Shit. Luc caved.
“It’s like a movie reel,” Luc said, arms still crossed over his chest, fingers clenching his arms. “Except I never see the beginning. I never see the part where we get to the house of the suspected perp and sit outside, awaiting orders. I never relive those agonizing moments where we sit with our thumbs up our ass outside that house waiting to see if the lead is good.”
Anthony pauses in his chewing, looking like he wants to interrupt but instead nods at Luc to continue.
Luc runs a hand over his neck. “I never see any of the early stuff. It’s like my subconscious wants to utter the ultimate fuck you by dropping me into the dream right at the moment that the front door opens and there’s a Goddamn thirty-nine barrel pointed at Jensen. Two pops, and…”
Luc paused. This was the hard part. No, one of the hard parts.
“I see Jensen’s face. The walk, the front door, even the gun, they’re all kind of a quick blur, like they’re just details, and then the dream sequence hits slo-mo when I turn and watch Jensen go down. His eyes…”
Anthony sets his pasta aside unfinished, and Luc knew he’d just killed his brother’s appetite. Mike Jensen had been Luc’s partner, but he’d been Anthony’s friend too.
“What else?” Anthony asks, breaking his silence.
Luc stared down at his bare feet. “The girl. I see her every time, lying there, still. That’s the only part of the dream that deviates from memory…the way it actually went down; when I first saw her body, I knew she was dead, but didn’t know just how recently.”
Luc tensed his jaw, once, twice, before continuing. “But in the dream, I know. In the dream I’ve got the shitty benefit of hindsight, and I know that she’s been dead only minutes. Dead because Jonas Black saw our fucking car parked out front like a couple of rookies and panicked.”
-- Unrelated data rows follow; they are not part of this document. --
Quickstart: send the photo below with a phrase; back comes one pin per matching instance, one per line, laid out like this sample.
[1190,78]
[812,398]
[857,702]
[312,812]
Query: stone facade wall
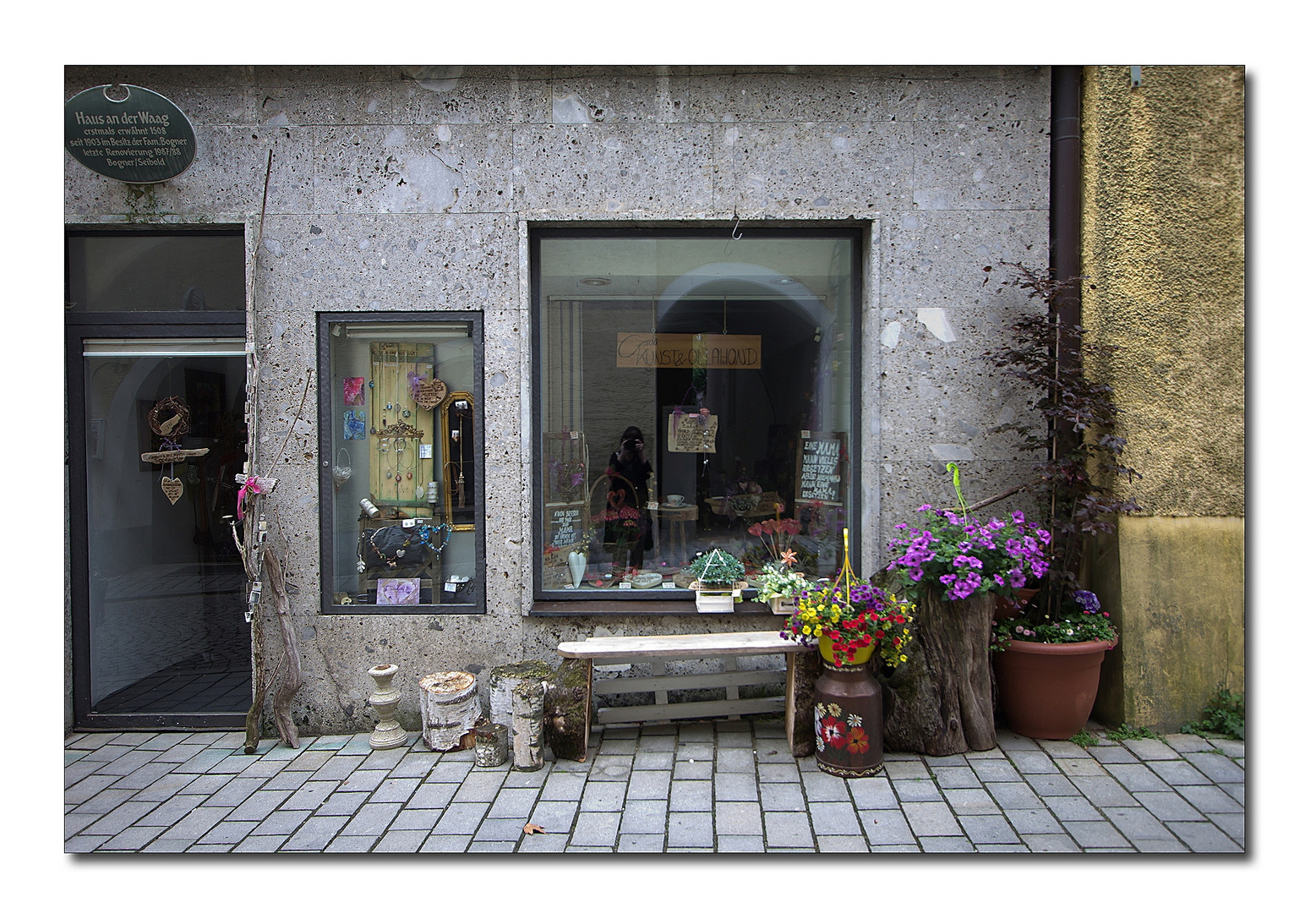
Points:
[411,189]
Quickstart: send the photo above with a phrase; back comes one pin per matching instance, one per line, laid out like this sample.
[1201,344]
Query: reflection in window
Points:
[691,390]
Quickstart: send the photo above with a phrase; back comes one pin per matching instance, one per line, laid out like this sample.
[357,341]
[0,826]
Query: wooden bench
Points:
[725,646]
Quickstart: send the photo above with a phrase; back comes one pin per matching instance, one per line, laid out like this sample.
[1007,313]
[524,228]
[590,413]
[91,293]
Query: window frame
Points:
[668,601]
[326,429]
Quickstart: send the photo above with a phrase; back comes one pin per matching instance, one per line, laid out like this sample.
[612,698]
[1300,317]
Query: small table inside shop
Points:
[677,517]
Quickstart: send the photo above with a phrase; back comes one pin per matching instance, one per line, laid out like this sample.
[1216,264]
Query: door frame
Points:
[78,328]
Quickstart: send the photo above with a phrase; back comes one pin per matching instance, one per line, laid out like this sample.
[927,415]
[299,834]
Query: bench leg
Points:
[801,671]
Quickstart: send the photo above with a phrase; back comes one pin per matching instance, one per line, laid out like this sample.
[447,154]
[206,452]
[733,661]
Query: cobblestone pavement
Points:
[727,787]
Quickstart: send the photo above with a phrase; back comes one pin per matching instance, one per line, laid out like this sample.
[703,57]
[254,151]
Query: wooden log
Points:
[503,679]
[944,693]
[489,745]
[528,725]
[801,671]
[567,707]
[449,709]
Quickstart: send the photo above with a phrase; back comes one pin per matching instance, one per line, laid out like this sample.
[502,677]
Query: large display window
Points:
[401,467]
[695,391]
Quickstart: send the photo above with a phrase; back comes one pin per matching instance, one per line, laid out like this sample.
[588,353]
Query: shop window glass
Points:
[690,388]
[401,467]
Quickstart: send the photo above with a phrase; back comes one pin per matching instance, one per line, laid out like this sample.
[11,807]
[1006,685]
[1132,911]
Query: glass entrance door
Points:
[166,637]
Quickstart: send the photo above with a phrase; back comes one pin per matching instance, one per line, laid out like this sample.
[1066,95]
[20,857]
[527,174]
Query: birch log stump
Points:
[567,705]
[505,679]
[528,726]
[944,692]
[449,709]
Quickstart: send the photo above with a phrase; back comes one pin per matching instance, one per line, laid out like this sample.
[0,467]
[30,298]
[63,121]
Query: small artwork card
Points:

Anthony’s gaze was steady. “Black was going to kill her anyway, Luca. You know that. He killed three other girls before that, without any cop intervention.”
“I could have saved her. I fucking knew it was him, and I sat there waiting for orders.”
“Luc—”
“I knew it was him!” His shout echoed, and both men glanced toward Anthony’s bedroom door, but it stayed shut. His sleepover buddy was apparently a deep sleeper.
Luc took a deep breath. Calmed himself. “I knew it was him in my gut, Anth. I knew it. But I was too scared of getting reprimanded for disobeying orders.”
Anthony shook his head. “Your captain tells you to hold off, you hold off.”
“Is that what you would have done?”
It wasn’t a casual question. It was a challenge, and Luc could tell from the narrowing of his brother’s eyes that Anthony knew it.
“Following orders is the job.”
It wasn’t a straight answer. Luc wasn’t sure he wanted a straight answer, although he was afraid he already knew.
Anthony would have gone in there without permission if his cop instinct was buzzing.
If Anthony had been called to the scene instead of Luc, Jensen and Shayna would still be alive.
But even chewed up as he was over the nightmare, Luc knew that going down the path of hypothetic wasn’t healthy. It wouldn’t happen. Except…
It had been Luc who had been called to the scene.
It had been Luc’s partner who had gotten shot.
It had been Luc who had to touch the angry marks on Shayna’s neck to check for a pulse that wasn’t there.
“Hey,” Anthony said, his voice gentler than its usual gruff bark. “Whatever you’re thinking…stop.”
Luc met his brother’s eyes, and then with every burst of willpower did what the cop therapist had suggested he try whenever the memories threatened to take over.
He took a deep breath. Counted to three. Another breath. Three again.
One…
Two…
Very slowly the pressure in his chest started to ease. He gave his brother a nod. I’m okay.